How AI Helped a Startup Founder Beat Cancer
When entrepreneur Conno Christou was diagnosed with a rare and aggressive form of non-Hodgkin's lymphoma at the age of 35, artificial intelligence became an important research companion - but not a replacement for his doctors.
Christou, founder of healthcare technology startup Keragon, says AI helped him organize medical information, analyze test results, and prepare more informed questions for specialists as he navigated months of cancer treatment.
His experience offers a glimpse into how generative AI is beginning to play a supporting role in healthcare, while also highlighting the importance of professional medical advice.
A Life-Changing Diagnosis
Before his diagnosis, Christou closely monitored his health. He regularly tracked sleep, fitness, and dozens of biomarkers while following longevity research and maintaining a disciplined lifestyle.
Despite receiving a clean health check in 2025, everything changed after he developed swelling in his arm following a workout. Doctors initially discovered blood clots, but further examinations revealed an 11-centimeter mass behind his sternum.
A biopsy confirmed an aggressive and fast-growing form of non-Hodgkin's lymphoma - a rare cancer that, according to Christou, resulted from a random genetic mutation rather than lifestyle factors.
Faced with two oncologists recommending different chemotherapy approaches, he sought opinions from 12 specialists. Eleven supported the more intensive treatment, which offered a significantly higher chance of success. Christou ultimately chose that option.
Using AI as a Research Assistant
Throughout six months of chemotherapy, Christou recorded symptoms, tracked health metrics from wearable devices, monitored blood test results, and documented treatment progress.
He then used Anthropic's Claude AI to help analyze this information alongside medical literature.
Christou stressed that AI never replaced his physicians.
"It didn't replace the doctors," he said. "It helped me ask the right questions."
According to the article, AI proved particularly useful after his final PET scan produced ambiguous results. While one treatment path pointed toward additional radiotherapy, Claude highlighted medical literature describing a phenomenon known as thymus rebound, in which the thymus gland can temporarily become active after chemotherapy and appear similar to cancer on imaging scans in younger patients.
Rather than relying solely on the AI's analysis, Christou sought additional medical opinions. A fourth specialist confirmed that the scan reflected thymus rebound rather than active cancer, meaning further radiotherapy was unnecessary.
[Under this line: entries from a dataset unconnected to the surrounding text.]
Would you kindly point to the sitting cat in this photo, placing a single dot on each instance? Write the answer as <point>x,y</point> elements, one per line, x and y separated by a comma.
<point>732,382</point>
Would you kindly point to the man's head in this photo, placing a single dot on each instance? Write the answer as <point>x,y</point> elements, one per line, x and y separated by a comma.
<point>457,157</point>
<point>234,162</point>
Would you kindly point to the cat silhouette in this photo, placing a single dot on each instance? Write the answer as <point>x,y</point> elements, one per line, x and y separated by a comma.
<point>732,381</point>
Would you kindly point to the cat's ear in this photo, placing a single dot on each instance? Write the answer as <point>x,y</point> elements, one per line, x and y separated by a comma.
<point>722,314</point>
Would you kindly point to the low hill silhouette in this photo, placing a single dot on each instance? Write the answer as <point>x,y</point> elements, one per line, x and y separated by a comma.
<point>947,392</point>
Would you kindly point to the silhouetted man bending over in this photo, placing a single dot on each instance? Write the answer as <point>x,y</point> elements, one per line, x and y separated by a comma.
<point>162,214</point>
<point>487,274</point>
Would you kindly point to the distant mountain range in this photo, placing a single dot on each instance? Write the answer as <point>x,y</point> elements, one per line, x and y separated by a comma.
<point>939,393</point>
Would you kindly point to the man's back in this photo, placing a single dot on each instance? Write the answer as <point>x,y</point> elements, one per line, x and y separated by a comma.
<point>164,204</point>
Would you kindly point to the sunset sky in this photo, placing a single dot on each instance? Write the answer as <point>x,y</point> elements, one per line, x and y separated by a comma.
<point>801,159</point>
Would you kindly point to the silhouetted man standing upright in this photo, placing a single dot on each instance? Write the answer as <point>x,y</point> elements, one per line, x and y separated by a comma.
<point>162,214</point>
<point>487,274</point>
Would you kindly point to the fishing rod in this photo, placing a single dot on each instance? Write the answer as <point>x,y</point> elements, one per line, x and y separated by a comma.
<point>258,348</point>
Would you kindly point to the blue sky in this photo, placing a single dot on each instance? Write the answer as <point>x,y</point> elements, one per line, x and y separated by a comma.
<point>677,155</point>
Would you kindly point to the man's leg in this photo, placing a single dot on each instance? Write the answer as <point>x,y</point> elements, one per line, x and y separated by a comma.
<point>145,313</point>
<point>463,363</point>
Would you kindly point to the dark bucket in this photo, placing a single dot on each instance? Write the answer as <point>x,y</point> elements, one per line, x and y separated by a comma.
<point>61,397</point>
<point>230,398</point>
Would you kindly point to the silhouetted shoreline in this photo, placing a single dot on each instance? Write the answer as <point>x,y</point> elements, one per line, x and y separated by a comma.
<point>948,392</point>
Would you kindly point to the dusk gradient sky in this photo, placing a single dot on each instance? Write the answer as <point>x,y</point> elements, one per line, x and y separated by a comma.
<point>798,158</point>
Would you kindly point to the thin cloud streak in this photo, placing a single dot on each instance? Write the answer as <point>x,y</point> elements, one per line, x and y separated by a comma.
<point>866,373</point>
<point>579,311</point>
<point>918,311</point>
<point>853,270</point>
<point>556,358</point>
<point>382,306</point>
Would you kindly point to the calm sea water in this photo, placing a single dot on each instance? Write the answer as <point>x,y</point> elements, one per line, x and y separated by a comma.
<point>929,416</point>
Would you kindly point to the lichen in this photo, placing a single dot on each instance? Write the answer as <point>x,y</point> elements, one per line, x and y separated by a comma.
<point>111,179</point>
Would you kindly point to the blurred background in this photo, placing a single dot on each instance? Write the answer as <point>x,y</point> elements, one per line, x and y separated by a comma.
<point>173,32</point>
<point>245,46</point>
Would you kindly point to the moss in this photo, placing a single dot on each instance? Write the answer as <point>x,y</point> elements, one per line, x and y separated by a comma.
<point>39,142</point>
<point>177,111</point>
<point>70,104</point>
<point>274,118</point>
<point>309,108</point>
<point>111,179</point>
AI's Growing Role in Healthcare
Christou's experience comes as more patients are experimenting with AI tools to better understand medical conditions and treatment options.
However, medical experts continue to urge caution. General-purpose AI chatbots can produce inaccurate or incomplete information and should not be used as a substitute for diagnosis or treatment decisions. Instead, many clinicians see AI as a tool that can help patients better understand complex medical information and communicate more effectively with healthcare professionals.
For Christou, the experience also reshaped his perspective on healthcare and technology. Having built an AI platform that helps automate administrative work for medical practices, he says going through cancer treatment exposed how much time healthcare professionals spend on paperwork instead of patient care.
Now in remission, Christou believes AI has the potential to improve patient education and clinical workflows, provided it is used responsibly and alongside qualified medical professionals - not in place of them.